I will explain the abnormal value detection based on Mahalanobis distance </ b>. Click here for implementation
This is a method of learning a data pattern by unsupervised learning and detecting data that deviates significantly from this data as an abnormal value. Mahalanobis distance is one of the methods used in statistics to express distance. There is Euclidean distance </ b> as a method of expressing similar distances.

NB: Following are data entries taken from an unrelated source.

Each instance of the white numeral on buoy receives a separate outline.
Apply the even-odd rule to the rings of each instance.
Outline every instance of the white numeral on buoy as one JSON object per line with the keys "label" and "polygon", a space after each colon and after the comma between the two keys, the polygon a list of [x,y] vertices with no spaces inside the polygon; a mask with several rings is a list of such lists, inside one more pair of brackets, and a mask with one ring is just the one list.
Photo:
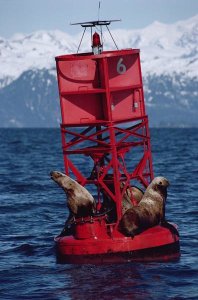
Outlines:
{"label": "white numeral on buoy", "polygon": [[124,74],[126,72],[126,66],[122,62],[123,58],[121,57],[117,63],[117,72],[119,74]]}

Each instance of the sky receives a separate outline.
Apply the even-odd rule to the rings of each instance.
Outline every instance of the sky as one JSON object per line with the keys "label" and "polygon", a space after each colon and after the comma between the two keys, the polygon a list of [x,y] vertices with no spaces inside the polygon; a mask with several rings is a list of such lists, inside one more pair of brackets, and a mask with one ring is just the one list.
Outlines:
{"label": "sky", "polygon": [[121,19],[111,29],[140,29],[154,21],[175,23],[198,14],[198,0],[0,0],[0,36],[37,30],[82,31],[72,22]]}

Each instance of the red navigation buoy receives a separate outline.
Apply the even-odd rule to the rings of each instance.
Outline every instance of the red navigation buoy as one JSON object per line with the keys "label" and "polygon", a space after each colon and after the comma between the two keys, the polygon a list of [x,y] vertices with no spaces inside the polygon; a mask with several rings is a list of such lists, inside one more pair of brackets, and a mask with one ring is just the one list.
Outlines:
{"label": "red navigation buoy", "polygon": [[[92,29],[110,23],[80,24]],[[153,179],[140,51],[103,51],[96,32],[92,51],[56,57],[65,173],[91,191],[98,210],[73,218],[55,238],[58,259],[100,263],[176,258],[174,224],[165,222],[134,238],[118,231],[126,192],[132,186],[143,190]]]}

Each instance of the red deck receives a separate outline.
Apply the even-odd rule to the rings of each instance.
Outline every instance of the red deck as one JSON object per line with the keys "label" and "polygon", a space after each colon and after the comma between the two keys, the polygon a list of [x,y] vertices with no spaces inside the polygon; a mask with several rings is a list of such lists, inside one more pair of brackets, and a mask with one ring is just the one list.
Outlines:
{"label": "red deck", "polygon": [[[56,237],[58,261],[70,263],[108,263],[170,260],[180,256],[179,237],[168,228],[155,226],[134,238],[114,231],[114,236],[96,233],[89,224],[90,237]],[[82,225],[83,226],[83,225]],[[87,225],[84,225],[87,226]],[[91,236],[92,235],[92,236]]]}

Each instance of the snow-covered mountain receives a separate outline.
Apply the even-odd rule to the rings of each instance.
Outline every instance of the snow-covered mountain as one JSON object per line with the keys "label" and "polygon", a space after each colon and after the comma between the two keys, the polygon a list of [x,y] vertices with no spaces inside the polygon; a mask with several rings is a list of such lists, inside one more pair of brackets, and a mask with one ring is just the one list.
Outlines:
{"label": "snow-covered mountain", "polygon": [[[140,48],[154,126],[198,126],[198,15],[175,24],[112,30],[119,49]],[[0,126],[57,126],[56,55],[75,53],[81,34],[37,31],[0,38]],[[115,49],[108,32],[104,50]],[[90,34],[80,51],[90,51]],[[19,109],[20,107],[20,109]]]}

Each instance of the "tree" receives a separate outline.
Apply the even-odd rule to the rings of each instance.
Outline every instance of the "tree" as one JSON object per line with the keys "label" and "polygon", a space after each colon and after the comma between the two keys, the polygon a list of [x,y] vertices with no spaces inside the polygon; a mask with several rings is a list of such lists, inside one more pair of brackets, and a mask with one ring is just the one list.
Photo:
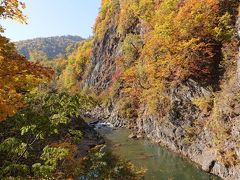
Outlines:
{"label": "tree", "polygon": [[[25,23],[26,16],[22,13],[24,8],[25,4],[18,0],[3,0],[0,4],[0,19],[10,18]],[[0,35],[0,121],[22,108],[22,95],[50,76],[49,69],[28,62],[17,53],[7,38]]]}

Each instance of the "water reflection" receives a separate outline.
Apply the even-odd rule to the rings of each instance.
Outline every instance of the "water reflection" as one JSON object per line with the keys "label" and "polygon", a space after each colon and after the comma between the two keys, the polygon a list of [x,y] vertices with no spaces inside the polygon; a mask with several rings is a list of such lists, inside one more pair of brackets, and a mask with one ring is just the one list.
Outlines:
{"label": "water reflection", "polygon": [[107,139],[107,144],[116,155],[130,160],[135,165],[147,169],[146,179],[153,180],[218,180],[220,178],[205,173],[187,160],[145,140],[129,139],[126,129],[99,130]]}

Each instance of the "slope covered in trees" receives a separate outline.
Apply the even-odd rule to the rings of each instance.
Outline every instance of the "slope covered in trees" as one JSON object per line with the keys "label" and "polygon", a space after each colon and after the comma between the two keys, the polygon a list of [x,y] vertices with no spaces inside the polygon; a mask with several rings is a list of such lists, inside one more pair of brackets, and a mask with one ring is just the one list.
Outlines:
{"label": "slope covered in trees", "polygon": [[72,53],[78,42],[83,41],[79,36],[56,36],[35,38],[15,42],[17,50],[27,59],[54,59]]}

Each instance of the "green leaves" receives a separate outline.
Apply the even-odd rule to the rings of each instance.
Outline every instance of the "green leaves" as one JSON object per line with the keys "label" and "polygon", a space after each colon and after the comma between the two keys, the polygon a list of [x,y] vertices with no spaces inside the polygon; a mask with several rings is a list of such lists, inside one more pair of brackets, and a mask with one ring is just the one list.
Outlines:
{"label": "green leaves", "polygon": [[17,138],[8,138],[0,144],[0,151],[14,157],[22,156],[28,158],[27,144]]}

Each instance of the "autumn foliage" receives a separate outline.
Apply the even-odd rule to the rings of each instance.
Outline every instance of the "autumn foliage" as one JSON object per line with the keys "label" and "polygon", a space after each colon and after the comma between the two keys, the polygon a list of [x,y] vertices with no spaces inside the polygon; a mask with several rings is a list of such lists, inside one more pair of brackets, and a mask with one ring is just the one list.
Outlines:
{"label": "autumn foliage", "polygon": [[[25,22],[22,8],[25,8],[24,3],[17,0],[1,1],[0,18]],[[22,95],[50,76],[49,69],[28,62],[7,38],[0,35],[0,121],[22,108]]]}
{"label": "autumn foliage", "polygon": [[95,25],[97,38],[110,24],[124,37],[123,58],[120,63],[116,59],[123,81],[121,96],[137,97],[160,112],[168,104],[166,92],[177,83],[191,78],[204,86],[217,84],[222,76],[222,46],[235,33],[236,2],[102,1]]}

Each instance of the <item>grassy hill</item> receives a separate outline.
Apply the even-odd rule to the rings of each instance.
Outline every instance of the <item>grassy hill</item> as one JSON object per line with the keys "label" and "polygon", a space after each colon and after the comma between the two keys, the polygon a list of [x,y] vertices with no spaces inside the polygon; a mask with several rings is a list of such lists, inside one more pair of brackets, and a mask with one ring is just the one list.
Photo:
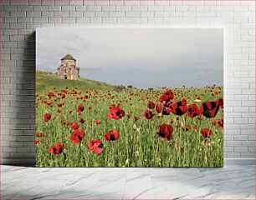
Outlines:
{"label": "grassy hill", "polygon": [[62,80],[57,78],[57,74],[50,73],[37,70],[36,72],[36,92],[47,92],[49,90],[56,88],[74,88],[79,90],[84,89],[103,89],[112,90],[116,88],[116,86],[103,82],[95,81],[92,79],[80,78],[79,81]]}

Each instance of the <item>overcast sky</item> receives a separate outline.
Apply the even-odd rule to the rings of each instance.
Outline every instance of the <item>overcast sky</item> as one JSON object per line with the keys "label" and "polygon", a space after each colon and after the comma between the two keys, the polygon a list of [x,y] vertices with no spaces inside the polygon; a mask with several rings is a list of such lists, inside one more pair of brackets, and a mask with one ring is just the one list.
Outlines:
{"label": "overcast sky", "polygon": [[218,28],[39,28],[37,69],[57,72],[70,53],[80,77],[140,88],[223,84]]}

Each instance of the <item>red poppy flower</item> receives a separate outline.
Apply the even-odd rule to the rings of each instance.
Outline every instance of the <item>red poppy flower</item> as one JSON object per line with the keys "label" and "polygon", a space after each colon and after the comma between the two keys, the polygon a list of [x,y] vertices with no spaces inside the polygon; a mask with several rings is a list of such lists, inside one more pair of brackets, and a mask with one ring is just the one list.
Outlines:
{"label": "red poppy flower", "polygon": [[193,103],[187,107],[187,112],[189,118],[193,118],[194,117],[200,114],[200,110],[197,104]]}
{"label": "red poppy flower", "polygon": [[61,142],[57,142],[54,145],[49,147],[49,153],[54,153],[54,154],[59,154],[63,152],[64,148],[64,145]]}
{"label": "red poppy flower", "polygon": [[158,101],[161,102],[164,102],[165,106],[168,107],[172,103],[171,100],[173,99],[173,98],[174,98],[174,94],[172,91],[169,89],[161,95]]}
{"label": "red poppy flower", "polygon": [[79,119],[79,123],[84,123],[84,120],[83,118],[80,118]]}
{"label": "red poppy flower", "polygon": [[162,107],[163,107],[163,104],[162,104],[162,103],[161,103],[161,104],[156,104],[156,111],[157,112],[157,113],[161,113]]}
{"label": "red poppy flower", "polygon": [[74,130],[77,130],[77,129],[79,128],[79,126],[77,123],[73,123],[73,124],[71,125],[71,128],[72,128]]}
{"label": "red poppy flower", "polygon": [[219,105],[220,108],[223,108],[223,106],[224,106],[224,101],[223,101],[223,98],[218,98],[217,99],[215,102],[217,102]]}
{"label": "red poppy flower", "polygon": [[204,102],[200,108],[200,112],[207,118],[215,118],[218,113],[219,105],[216,102]]}
{"label": "red poppy flower", "polygon": [[156,103],[151,101],[149,101],[147,103],[147,108],[154,109],[155,106],[156,106]]}
{"label": "red poppy flower", "polygon": [[119,131],[109,131],[105,135],[102,135],[106,141],[115,141],[119,139]]}
{"label": "red poppy flower", "polygon": [[48,97],[49,97],[49,98],[51,98],[52,97],[55,97],[55,95],[54,95],[53,92],[49,92],[49,93],[48,94]]}
{"label": "red poppy flower", "polygon": [[153,113],[151,110],[146,110],[143,112],[143,116],[147,118],[147,119],[151,119],[156,114]]}
{"label": "red poppy flower", "polygon": [[165,107],[165,106],[162,108],[161,113],[163,115],[169,115],[171,112],[172,112],[172,109],[170,108]]}
{"label": "red poppy flower", "polygon": [[212,132],[210,129],[204,128],[201,130],[201,134],[203,135],[205,138],[208,138],[212,135]]}
{"label": "red poppy flower", "polygon": [[76,109],[76,112],[78,113],[80,113],[81,112],[83,112],[84,110],[84,107],[83,106],[82,103],[79,103],[78,106],[77,106],[77,109]]}
{"label": "red poppy flower", "polygon": [[111,104],[110,107],[109,113],[107,114],[108,118],[115,118],[118,120],[125,116],[125,112],[120,108],[120,104],[117,107],[115,104]]}
{"label": "red poppy flower", "polygon": [[172,139],[172,132],[173,128],[169,124],[163,123],[160,125],[156,134],[162,138],[165,141],[167,141]]}
{"label": "red poppy flower", "polygon": [[220,128],[223,128],[223,127],[224,127],[223,118],[217,119],[217,120],[213,121],[212,124],[213,125],[218,125],[218,127]]}
{"label": "red poppy flower", "polygon": [[190,126],[187,124],[187,125],[186,125],[185,126],[185,129],[186,129],[186,131],[189,131],[189,129],[190,129]]}
{"label": "red poppy flower", "polygon": [[90,150],[95,151],[96,153],[100,153],[103,151],[102,141],[97,138],[90,140],[88,147]]}
{"label": "red poppy flower", "polygon": [[52,118],[51,114],[47,112],[44,114],[44,121],[48,122],[49,120],[50,120],[51,118]]}
{"label": "red poppy flower", "polygon": [[174,103],[172,103],[170,108],[173,114],[182,116],[187,112],[187,100],[184,98],[182,101],[179,101]]}
{"label": "red poppy flower", "polygon": [[37,132],[35,135],[38,138],[41,138],[43,136],[43,133],[42,132]]}
{"label": "red poppy flower", "polygon": [[84,137],[84,132],[83,130],[75,130],[72,132],[71,136],[69,137],[70,141],[73,143],[79,142]]}

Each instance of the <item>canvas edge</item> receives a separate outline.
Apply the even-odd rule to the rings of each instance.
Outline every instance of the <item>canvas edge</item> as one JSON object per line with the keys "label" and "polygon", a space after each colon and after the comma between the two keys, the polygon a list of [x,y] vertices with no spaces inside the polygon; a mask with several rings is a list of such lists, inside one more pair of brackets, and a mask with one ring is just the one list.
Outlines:
{"label": "canvas edge", "polygon": [[[255,158],[224,158],[223,167],[226,165],[255,165]],[[1,164],[20,167],[35,167],[35,158],[2,158]]]}

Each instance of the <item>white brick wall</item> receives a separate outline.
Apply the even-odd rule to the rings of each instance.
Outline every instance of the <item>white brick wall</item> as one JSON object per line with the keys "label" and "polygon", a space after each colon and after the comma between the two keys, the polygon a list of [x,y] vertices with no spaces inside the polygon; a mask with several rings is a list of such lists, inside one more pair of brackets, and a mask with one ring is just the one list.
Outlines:
{"label": "white brick wall", "polygon": [[35,28],[81,26],[223,28],[225,158],[255,158],[254,1],[3,0],[2,4],[2,162],[35,156]]}

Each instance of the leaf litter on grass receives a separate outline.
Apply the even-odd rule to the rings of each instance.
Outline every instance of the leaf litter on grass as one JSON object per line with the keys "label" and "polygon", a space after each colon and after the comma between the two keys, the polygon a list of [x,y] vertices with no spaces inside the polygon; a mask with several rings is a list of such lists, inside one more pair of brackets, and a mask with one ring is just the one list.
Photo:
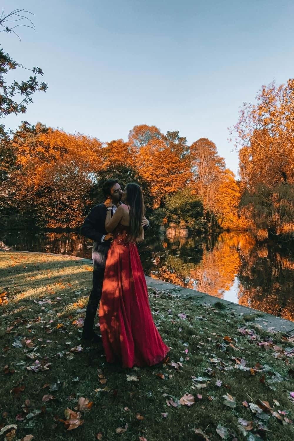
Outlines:
{"label": "leaf litter on grass", "polygon": [[[29,263],[26,265],[29,266]],[[74,284],[70,283],[72,285]],[[66,284],[63,285],[66,286]],[[13,399],[19,400],[25,393],[25,398],[30,398],[34,403],[30,410],[27,406],[23,408],[20,414],[19,408],[17,411],[15,409],[15,419],[16,415],[20,415],[19,424],[20,430],[24,430],[26,421],[33,423],[41,415],[42,420],[48,421],[49,424],[52,418],[50,407],[53,405],[56,417],[58,414],[62,415],[63,408],[68,409],[65,415],[66,419],[58,417],[67,430],[74,429],[89,434],[93,416],[89,416],[86,411],[89,410],[87,405],[93,403],[89,408],[90,413],[97,418],[97,411],[102,403],[104,410],[110,415],[111,426],[108,427],[103,425],[103,422],[102,425],[100,424],[92,434],[93,438],[99,432],[104,434],[103,439],[114,439],[113,437],[117,436],[116,429],[119,429],[119,433],[122,436],[127,429],[128,433],[134,434],[136,433],[134,419],[137,424],[142,424],[143,420],[136,415],[142,417],[144,415],[144,424],[147,428],[146,438],[154,441],[151,422],[156,415],[159,415],[161,420],[165,422],[168,421],[169,425],[171,423],[173,426],[171,422],[174,412],[180,415],[182,421],[179,427],[174,425],[173,430],[175,433],[179,433],[179,439],[184,439],[185,437],[189,438],[184,428],[191,418],[200,422],[195,426],[194,433],[210,441],[226,436],[232,439],[234,436],[243,436],[244,433],[248,440],[253,441],[260,439],[260,435],[264,437],[265,434],[268,436],[272,433],[279,434],[281,430],[288,431],[285,432],[286,439],[293,438],[289,434],[292,434],[294,392],[287,379],[294,374],[291,373],[293,371],[291,367],[293,339],[286,335],[269,334],[258,328],[253,329],[252,325],[244,325],[234,314],[227,320],[227,312],[215,310],[211,305],[191,306],[190,302],[179,296],[160,292],[156,289],[150,290],[150,304],[153,310],[158,313],[155,316],[156,323],[160,326],[164,340],[168,340],[168,344],[171,347],[169,355],[173,361],[167,361],[155,371],[140,369],[136,375],[132,371],[127,371],[126,374],[119,371],[116,372],[104,364],[105,359],[103,357],[100,361],[97,359],[97,367],[103,370],[102,373],[101,369],[100,374],[103,376],[97,379],[97,375],[92,374],[92,383],[89,383],[87,392],[84,389],[85,375],[82,373],[90,353],[88,351],[91,350],[86,350],[79,344],[81,325],[83,320],[81,315],[84,311],[81,312],[82,311],[81,306],[72,298],[80,295],[76,293],[82,293],[83,290],[82,287],[74,289],[68,286],[63,290],[67,299],[63,295],[57,298],[56,293],[51,297],[48,293],[51,292],[49,290],[44,297],[38,296],[35,299],[37,302],[44,302],[43,304],[31,300],[31,315],[29,314],[15,319],[13,314],[10,313],[3,318],[4,347],[10,348],[5,352],[5,366],[7,366],[8,372],[15,371],[7,376],[11,378],[10,381],[15,376],[16,379],[10,383],[10,390],[14,389],[15,391],[11,396],[15,395],[18,398]],[[51,303],[47,301],[48,300]],[[67,302],[76,306],[67,315],[62,316],[62,319],[56,318],[56,314],[54,316],[52,313],[49,314],[52,310],[50,308],[56,305],[58,309],[65,307]],[[4,307],[11,308],[9,304]],[[40,310],[40,308],[45,309]],[[19,314],[22,314],[20,311],[17,313]],[[60,314],[58,310],[56,312]],[[33,315],[34,313],[35,317]],[[61,316],[60,314],[59,317]],[[15,323],[17,320],[20,321]],[[57,327],[59,324],[62,325]],[[179,328],[181,329],[180,332]],[[9,332],[7,332],[7,328]],[[48,339],[48,333],[50,334],[50,340]],[[36,343],[40,344],[37,352]],[[11,356],[13,353],[13,356]],[[188,353],[189,357],[187,357]],[[71,360],[67,359],[67,354],[72,356]],[[32,360],[30,365],[24,363],[26,358],[27,362],[27,355]],[[90,359],[91,356],[89,356]],[[89,373],[93,371],[91,366],[92,363],[89,364]],[[26,368],[30,366],[33,368],[27,370]],[[72,369],[71,366],[75,367]],[[58,374],[56,374],[56,371]],[[77,374],[81,380],[74,381],[78,378]],[[22,376],[24,375],[22,381]],[[41,377],[45,379],[40,385],[37,400],[38,396],[31,393],[37,377],[38,381]],[[97,381],[106,379],[106,377],[109,387],[97,389],[99,385]],[[155,378],[156,381],[154,381]],[[48,394],[50,398],[42,402],[42,397],[46,396],[44,392],[41,393],[44,383],[46,387],[51,385],[50,392],[54,390],[54,396]],[[164,389],[160,392],[162,387]],[[192,395],[194,389],[198,389],[201,393],[201,395],[194,394],[197,398],[196,403],[194,395]],[[93,395],[90,395],[91,391]],[[149,395],[149,392],[151,395]],[[64,405],[69,402],[69,396],[71,396],[73,403],[71,407],[74,411],[66,404]],[[87,396],[89,398],[83,398]],[[146,400],[146,396],[150,398]],[[147,405],[148,400],[153,400],[153,397],[156,404],[150,407]],[[85,401],[81,401],[81,398]],[[115,404],[116,401],[118,405]],[[94,406],[96,401],[97,409]],[[82,408],[83,402],[86,408]],[[41,411],[42,405],[45,408]],[[118,405],[121,409],[124,407],[134,409],[134,412],[123,411],[127,421],[123,420],[118,424]],[[168,412],[166,411],[168,408]],[[39,411],[40,413],[37,413]],[[26,416],[30,414],[32,416],[28,419]],[[11,417],[13,416],[12,414]],[[9,421],[13,419],[12,418]],[[205,421],[205,425],[202,425],[202,421]],[[37,425],[32,427],[36,432],[36,438],[41,438],[41,434],[38,435]],[[93,430],[95,431],[95,428]],[[34,434],[35,431],[33,433]],[[239,434],[234,435],[235,432]],[[62,437],[62,432],[59,433]]]}

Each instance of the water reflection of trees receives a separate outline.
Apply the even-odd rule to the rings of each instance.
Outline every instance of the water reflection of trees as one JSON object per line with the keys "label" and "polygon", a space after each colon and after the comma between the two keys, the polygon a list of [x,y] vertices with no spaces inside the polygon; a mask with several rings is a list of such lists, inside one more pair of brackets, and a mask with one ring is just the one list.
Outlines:
{"label": "water reflection of trees", "polygon": [[239,303],[294,320],[293,250],[267,243],[242,251]]}
{"label": "water reflection of trees", "polygon": [[248,233],[232,232],[163,242],[150,238],[148,248],[141,254],[153,277],[220,298],[237,277],[240,304],[294,320],[294,258],[289,255],[294,253],[289,248],[257,244]]}
{"label": "water reflection of trees", "polygon": [[165,240],[165,247],[153,250],[153,277],[218,297],[231,287],[240,266],[235,233]]}
{"label": "water reflection of trees", "polygon": [[[92,242],[75,233],[0,231],[0,248],[91,258]],[[139,245],[145,273],[221,298],[237,277],[239,303],[294,320],[294,250],[257,244],[249,234],[167,238],[151,230]]]}
{"label": "water reflection of trees", "polygon": [[3,249],[91,257],[92,241],[75,233],[2,230],[0,243]]}

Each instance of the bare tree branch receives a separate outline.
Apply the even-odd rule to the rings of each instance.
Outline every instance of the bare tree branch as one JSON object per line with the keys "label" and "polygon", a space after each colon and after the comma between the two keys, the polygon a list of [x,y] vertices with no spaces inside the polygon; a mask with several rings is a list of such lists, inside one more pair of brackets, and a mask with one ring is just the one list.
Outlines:
{"label": "bare tree branch", "polygon": [[[27,17],[25,15],[22,15],[20,14],[20,12],[22,12],[24,14],[31,14],[32,15],[33,14],[32,12],[30,12],[29,11],[26,11],[25,9],[15,9],[14,11],[10,12],[7,15],[5,15],[4,12],[4,9],[2,9],[2,12],[1,15],[1,17],[0,17],[0,26],[4,28],[3,29],[0,29],[0,32],[6,32],[8,33],[9,32],[12,32],[13,34],[15,34],[15,35],[19,37],[20,41],[21,41],[21,40],[19,34],[14,31],[13,30],[15,28],[18,27],[19,26],[24,26],[25,27],[29,27],[32,29],[33,29],[34,30],[36,30],[36,28],[33,23],[32,20]],[[15,17],[19,17],[19,18],[15,18]],[[21,23],[19,24],[15,25],[15,26],[10,27],[9,26],[6,26],[6,23],[8,22],[19,22],[23,20],[27,20],[30,23],[31,26],[28,24],[24,24],[23,23]]]}

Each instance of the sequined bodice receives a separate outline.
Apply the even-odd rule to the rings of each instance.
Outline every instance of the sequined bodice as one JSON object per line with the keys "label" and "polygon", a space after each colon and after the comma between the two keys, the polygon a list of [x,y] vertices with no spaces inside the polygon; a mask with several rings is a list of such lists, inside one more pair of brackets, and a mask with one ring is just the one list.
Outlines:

First of all, I would like to explain the Euclidean distance and review it. Euclidean distance is a method of expressing so-called "general" distance. You know that the Pythagorean theorem requires it. If you think in a simple two-dimensional plane,
{ \displaystyle
p = (p_1,p_2)
}
and,
{ \displaystyle
q = (q_1,q_2)
}
When, their distance is
{ \displaystyle
d(p,q) = \sqrt{(p_1 - q_1)^2 + (p_2 - q_2)^2}
}
You will be asked for it. This is a general distance calculation method.
Mahalanobis distance is one of the methods used in statistics to express distance, as explained earlier. When it comes to when it is used, it is often used when multidimensional data has a correlation </ b>.
Assuming that the data is an n-dimensional continuous vector, the obtained data string is
x^m = x_1,x_2,…x_m
(Think of them all as a set of vectors)
The i-th data is
{
x_i = \left(
\begin{array}{c}
x_i,_1 \\
x_i,_2 \\
\vdots \\
x_i,_n
\end{array}
\right)
}
When writing, its mean vector
μ
, Covariance matrix
\sum_{}
Is calculated as follows.
Mean vector
{
μ = \frac{1}{m} \sum_{i=1}^m x_i
}
Covariance matrix
\sum_{} = \frac{1}{m}\sum_{i=1}^m (x_i - μ)(x_i - μ)^{\mathrm{T}}
Therefore, with θ as the threshold parameter, for the new data x,
θ < \sqrt{(x_i - μ) ^{\mathrm{T}}\sum{}^{-1} (x_i - μ) }
If is satisfied, x is judged to be an abnormal value. The right side of this equation is called the Mahalanobis distance.
here,
\sum_{}
When is an identity matrix, the square of the Euclidean distance is obtained. When it is a diagonal matrix </ b>, the scale for each dimension is different. If it is a off-diagonal matrix </ b>, it will be further rotated.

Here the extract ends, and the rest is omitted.